9        Zawatzke next asserts that the trial court erred in failing to bar
Dr. Lee’s statement that the epidural needle was “adequate[ly]” placed because the statement lacked sufficient foundation—again, because Dr. Lee could not remember if he actually reviewed the films.  This issue is a nonstarter. 

10      Dr. Harvey testified that Dr. Lee viewed the films.  Zawatzke’s daughter testified similarly in her deposition and at trial.  Zawatzke also could have queried Dr.

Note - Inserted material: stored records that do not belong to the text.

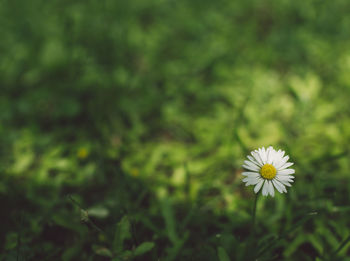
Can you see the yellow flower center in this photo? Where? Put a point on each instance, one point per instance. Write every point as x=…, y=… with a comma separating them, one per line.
x=268, y=171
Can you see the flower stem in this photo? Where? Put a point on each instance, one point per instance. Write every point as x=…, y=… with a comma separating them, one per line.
x=254, y=213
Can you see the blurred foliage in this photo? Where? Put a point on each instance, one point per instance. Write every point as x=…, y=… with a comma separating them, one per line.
x=124, y=125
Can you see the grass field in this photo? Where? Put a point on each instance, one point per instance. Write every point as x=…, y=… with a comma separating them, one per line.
x=124, y=126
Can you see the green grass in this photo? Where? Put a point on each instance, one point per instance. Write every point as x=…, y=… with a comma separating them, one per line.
x=124, y=125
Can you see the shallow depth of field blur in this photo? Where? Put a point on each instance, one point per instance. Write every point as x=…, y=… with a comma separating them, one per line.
x=124, y=125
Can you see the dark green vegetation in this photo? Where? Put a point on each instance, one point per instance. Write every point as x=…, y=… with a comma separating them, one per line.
x=124, y=124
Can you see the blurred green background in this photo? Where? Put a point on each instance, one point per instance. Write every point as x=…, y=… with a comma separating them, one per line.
x=124, y=125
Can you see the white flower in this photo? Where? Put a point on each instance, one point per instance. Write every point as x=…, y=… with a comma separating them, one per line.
x=268, y=169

Lee at his deposition or subpoenaed him to testify at trial.  The Alt privilege does not shield a treating physician from testifying about his or her own care.  See Glenn, 269 Wis. 2d 575, ¶34.

11      There was a rational basis for the trial court’s decision—at several junctures—to permit Dr. Lee’s unredacted consultation note.  Having so concluded, we need not consider Zawatzke’s argument that the trial court’s error was not harmless.

            By the Court.—Judgment affirmed.

            This opinion will not be published.  See Wis. Stat. Rule 809.23(1)(b)5.

 

 


 



[1]  The jury also found in favor of Dr. Harvey on Zawatzke’s informed-consent claim.  She does not appeal that issue.

[2]  See Burnett v. Alt, 224 Wis. 2d 72, 89, 589 N.W.2d 21 (1999).